Die Statistik ist für den Politiker das, was für den Betrunkenen die Laterne ist.
Sie dient weniger der Erleuchtung als der Aufrechterhaltung des eigenen Standpunktes.
(Roland Koch)

At least the ext[2-4] filesystems support files with holes. They can be created in several ways, one possibility is the seek-argument of the dd command:

$ dd if=/dev/urandom of=test bs=4096 count=10 seek=10
10+0 records in
10+0 records out
40960 bytes (41 kB) copied, 0.0126733 s, 3.2 MB/s
$ wc -c test
81920 test


So I was interested in whether it is possible to actally find these holes. ZFS and XFS have their own API for that.
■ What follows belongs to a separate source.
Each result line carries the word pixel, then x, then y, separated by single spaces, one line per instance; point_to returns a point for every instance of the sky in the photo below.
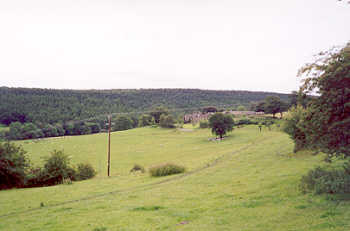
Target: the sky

For ext*, there is also a possibility to find holes. Basing on the FIBMAP Ioctl (and similar), you need to have the CAP_SYS_RAWIO capability (that is, usually you have to be root). If you only want to watch the holes in the files, you can use for example hdparm (as shown here):

$ sudo hdparm --fibmap test

test:
 filesystem blocksize 4096, begins at LBA 0; assuming 512 byte sectors.
 byte_offset  begin_LBA    end_LBA    sectors
       40960    8928120    8928199         80


Another possibility is to use the filefrag-utility, which is contained in the debian squeeze package e2fsprogs (as shown here):

$ sudo filefrag -v test
Filesystem type is: ef53
File size of test is 81920 (20 blocks, blocksize 4096)
 ext logical physical expected length flags
   0      10  1116015              10 eof
test: 2 extents found


Now if you really want to use your own program, here is a nice example code I found, on which I based my own code:


#include <stdio.h>
#include <stdlib.h>
#include <string.h>
#include <unistd.h>
#include <errno.h>
#include <fcntl.h>
#include <sys/ioctl.h>
#include <sys/types.h>
#include <sys/stat.h>
#include <linux/fs.h>


int main (int argc, char* argv[]) {
  int fd, blocknum, blocksize;
  struct stat fileinfo;

  if (argc < 1) {
    fprintf(stderr, "Syntax Errof\n");
    exit(EXIT_FAILURE);
  }

  if ((fd = open(argv[1], O_RDONLY)) < 0) {
    int errnum = errno;
    fprintf(stderr, "Cannot open '%s': %s\n", argv[1], strerror(errnum));
    exit(EXIT_FAILURE);
  }

  if (ioctl(fd, FIGETBSZ, &blocksize) < 0 ) {
    int errnum = errno;
    fprintf(stderr, "Cannot get blocksize: %s\n", strerror(errnum));
    exit(EXIT_FAILURE);
  }

  if (fstat(fd, &fileinfo) < 0) {
    int errnum = errno;
    fprintf(stderr, "Stat failed: %s\n", strerror(errnum));
    exit(EXIT_FAILURE);
  }

  blocknum = (fileinfo.st_size + blocksize - 1) / blocksize;

  printf("Filename: %s\nBlocksize: %d\nBlocknum: %d\n",
         argv[1], blocksize, blocknum);
 
  int i;
  for (i = 0; i < blocknum; i++) {
    int block = i;
    if (ioctl(fd, FIBMAP, &block)) {
      printf("ioctl failed: %s\n", strerror(errno));
    }
    printf("%10d\t", block);
  }
  close(fd);
  printf("\n");
  exit(EXIT_SUCCESS);
}


The output:

$ sudo ./fibmap test
Filename: test
Blocksize: 4096
Blocknum: 20
         0
         0
         0
         0
         0
         0
         0
         0
         0
         0
   1116015
   1116016
   1116017
   1116018
   1116019
   1116020
   1116021
   1116022
   1116023
   1116024


And that is indeed a list of ten null-pointers and ten consecutive blocks.